Data lake formats reference

Crunchy Data Warehouse supports querying, importing, and exporting in a variety of formats. The following commands can use all supported data lake formats:

CREATE FOREIGN TABLE ... SERVER crunchy_lake_analytics ... (querying)
COPY ... FROM (importing)
CREATE TABLE ... WITH load_from / definition_from option (importing)
COPY ... TO (exporting)

The format can be specified as an option in the command. Note that PostgreSQL has a slightly different syntax for specifying options in each case:

-- COPY command uses WITH and no =
COPY ... TO/FROM '<url>' WITH (format 'csv');

-- CREATE TABLE ... uses WITH and =
CREATE TABLE ... USING iceberg WITH (load_from = '<url>', format = 'csv');

-- CREATE FOREIGN TABLE ... uses OPTIONS and no =
CREATE FOREIGN TABLE ... SERVER crunchy_lake_analytics OPTIONS (path '<url>', format 'csv');

When using a common file name extension, the format will be automatically inferred from the extension.

The following formats are supported:

Format	Description	Extensions	Wildcard
parquet	Parquet (including GeoParquet)	.parquet	Yes (for s3:)
csv	Comma-separated values	.csv .csv.gz csv.zst	Yes (for s3:)
json	Newline-delimited JSON	.json .json.gz .json.zst	Yes (for s3:)
gdal	Formats loaded using GDAL	See below	No
iceberg	External Apache Iceberg snapshot	.metadata.json	No
delta	External Delta Lake table	n/a	No
log	Log files such as S3 logs	n/a	Yes (for s3:)

Parquet format

Parquet files are the most versatile format for importing and exporting data in Crunchy Data Warehouse. They are self-describing in terms of column names, types, and compression, and use columnar storage.

The Parquet format supports the following additional options:

Option	Description
compression	Compression method to use in COPY TO (`'gzip'`, `'snappy'`, `'zstd'`, or `'none'`), defaults to `'snappy'`

CSV format

When querying or importing CSV files, the CSV format properties like the presence of a header, delimiter, and quote character are automatically detected. However, in some cases the detection fails and you can specify it manually.

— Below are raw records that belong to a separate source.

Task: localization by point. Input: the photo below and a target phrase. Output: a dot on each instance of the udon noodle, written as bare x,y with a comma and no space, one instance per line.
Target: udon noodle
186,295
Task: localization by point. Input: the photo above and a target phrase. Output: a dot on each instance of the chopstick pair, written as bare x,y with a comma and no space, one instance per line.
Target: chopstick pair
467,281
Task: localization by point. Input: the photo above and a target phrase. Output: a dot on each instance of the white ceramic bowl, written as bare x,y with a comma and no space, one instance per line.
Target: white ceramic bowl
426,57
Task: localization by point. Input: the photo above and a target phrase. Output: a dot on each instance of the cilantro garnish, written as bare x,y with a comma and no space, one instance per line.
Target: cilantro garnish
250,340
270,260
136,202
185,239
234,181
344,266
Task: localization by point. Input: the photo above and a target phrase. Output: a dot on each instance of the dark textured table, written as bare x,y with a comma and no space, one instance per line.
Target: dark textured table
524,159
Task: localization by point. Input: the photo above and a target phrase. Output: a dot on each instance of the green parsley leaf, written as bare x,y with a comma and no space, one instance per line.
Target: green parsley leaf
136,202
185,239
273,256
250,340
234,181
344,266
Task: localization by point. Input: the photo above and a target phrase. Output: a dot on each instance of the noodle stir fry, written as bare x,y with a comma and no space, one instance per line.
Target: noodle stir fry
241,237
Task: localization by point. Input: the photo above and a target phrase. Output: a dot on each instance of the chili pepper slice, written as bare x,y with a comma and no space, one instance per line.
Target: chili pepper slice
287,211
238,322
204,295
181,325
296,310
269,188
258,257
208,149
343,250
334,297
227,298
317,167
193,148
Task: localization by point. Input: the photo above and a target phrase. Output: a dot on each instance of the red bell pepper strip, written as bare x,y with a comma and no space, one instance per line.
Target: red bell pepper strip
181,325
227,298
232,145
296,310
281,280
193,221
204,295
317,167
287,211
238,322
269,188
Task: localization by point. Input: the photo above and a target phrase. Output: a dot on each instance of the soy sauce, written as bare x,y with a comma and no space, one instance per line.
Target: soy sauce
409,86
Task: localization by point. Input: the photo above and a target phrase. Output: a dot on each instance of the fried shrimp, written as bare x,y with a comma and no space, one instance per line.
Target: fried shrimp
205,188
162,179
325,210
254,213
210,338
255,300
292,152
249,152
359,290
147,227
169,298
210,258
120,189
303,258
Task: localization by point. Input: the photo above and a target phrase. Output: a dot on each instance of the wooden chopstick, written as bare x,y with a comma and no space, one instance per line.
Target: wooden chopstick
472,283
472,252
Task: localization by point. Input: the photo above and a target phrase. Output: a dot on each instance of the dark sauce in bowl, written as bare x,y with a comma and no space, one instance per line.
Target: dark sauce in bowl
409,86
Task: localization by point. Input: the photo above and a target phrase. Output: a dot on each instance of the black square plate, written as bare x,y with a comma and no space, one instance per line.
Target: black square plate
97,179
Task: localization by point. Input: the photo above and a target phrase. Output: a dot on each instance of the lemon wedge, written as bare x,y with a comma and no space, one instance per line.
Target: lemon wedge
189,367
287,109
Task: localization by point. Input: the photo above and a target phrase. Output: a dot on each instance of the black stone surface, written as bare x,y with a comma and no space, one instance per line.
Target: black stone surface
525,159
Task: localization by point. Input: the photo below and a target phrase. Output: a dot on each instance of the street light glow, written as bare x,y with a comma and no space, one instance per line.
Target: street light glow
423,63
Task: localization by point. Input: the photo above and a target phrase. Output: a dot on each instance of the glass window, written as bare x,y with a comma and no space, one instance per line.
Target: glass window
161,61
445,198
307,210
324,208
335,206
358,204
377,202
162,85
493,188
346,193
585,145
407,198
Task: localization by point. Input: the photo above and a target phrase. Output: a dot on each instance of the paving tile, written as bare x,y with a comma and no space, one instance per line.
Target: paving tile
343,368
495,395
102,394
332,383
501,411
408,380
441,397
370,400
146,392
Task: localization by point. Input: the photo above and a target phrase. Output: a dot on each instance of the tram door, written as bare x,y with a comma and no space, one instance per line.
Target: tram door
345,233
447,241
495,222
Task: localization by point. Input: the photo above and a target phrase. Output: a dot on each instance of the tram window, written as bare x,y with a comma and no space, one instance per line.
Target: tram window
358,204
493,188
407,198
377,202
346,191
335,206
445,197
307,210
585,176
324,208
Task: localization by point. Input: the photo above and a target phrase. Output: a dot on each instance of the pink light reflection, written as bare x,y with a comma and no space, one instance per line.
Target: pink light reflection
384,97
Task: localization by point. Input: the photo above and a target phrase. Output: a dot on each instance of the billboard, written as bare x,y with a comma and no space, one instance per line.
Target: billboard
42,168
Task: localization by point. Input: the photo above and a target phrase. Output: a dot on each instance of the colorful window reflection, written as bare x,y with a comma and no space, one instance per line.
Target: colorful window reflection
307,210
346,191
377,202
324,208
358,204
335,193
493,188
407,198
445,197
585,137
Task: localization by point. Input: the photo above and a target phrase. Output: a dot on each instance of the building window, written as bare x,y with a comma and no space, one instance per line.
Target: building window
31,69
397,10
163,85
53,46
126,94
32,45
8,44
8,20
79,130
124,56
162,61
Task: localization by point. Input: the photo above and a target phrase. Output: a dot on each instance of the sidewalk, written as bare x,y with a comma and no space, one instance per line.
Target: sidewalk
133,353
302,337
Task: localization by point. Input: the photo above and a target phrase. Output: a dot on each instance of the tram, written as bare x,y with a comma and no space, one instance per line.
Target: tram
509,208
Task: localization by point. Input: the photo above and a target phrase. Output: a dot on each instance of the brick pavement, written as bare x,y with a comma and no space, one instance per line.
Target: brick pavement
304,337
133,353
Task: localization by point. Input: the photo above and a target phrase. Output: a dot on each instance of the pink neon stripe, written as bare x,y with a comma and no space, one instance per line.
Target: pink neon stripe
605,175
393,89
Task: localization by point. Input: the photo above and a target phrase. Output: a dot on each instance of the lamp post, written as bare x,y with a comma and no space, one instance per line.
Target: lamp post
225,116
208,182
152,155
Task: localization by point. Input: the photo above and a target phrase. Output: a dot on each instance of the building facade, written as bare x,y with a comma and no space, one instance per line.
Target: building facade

-- Example: create a table pointing to a list of compressed CSV files
create foreign table your_table_csv () 
server crunchy_lake_analytics 
options (path 's3://your_bucket_name/data/*.csv.gz');

When writing CSV with COPY ... TO, the defaults are the same as PostgreSQL, but you can use the options to override them.

The CSV format supports the following additional options:

Option	Description
compression	(De)compression method to use (`'gzip'` , `'zstd'` , or `'none'`), inferred from extension, otherwise `'none'`
header	Whether to use a header (`'true'` or `'false'`)
delimiter	Character to use to separate values (e.g. `';'` )
quote	Character to use as a quote around string literals (e.g. `'"'` )
escape	Character to use to escape characters within string literals (e.g. `'"'` )

JSON format

Crunchy Data Warehouse can query, import, and export newline-delimited JSON files. For query and import, it can also support JSON arrays, though they may be less efficient.

-- Example: create a table pointing to a single compressed JSON file
create foreign table your_table_json () 
server crunchy_lake_analytics 
options (path 's3://your_bucket_name/values.json.z', compression 'zstd');

The JSON format supports the following additional options:

Option	Description
compression	(De)compression method to use (`'gzip'`, `'zstd'`, or `'none'`), inferred from extension, otherwise `'none'`

GDAL format

Crunchy Data Warehouse can use GDAL to query or import many different file formats. When using format 'gdal' explicitly, some file formats are recognized from the extension.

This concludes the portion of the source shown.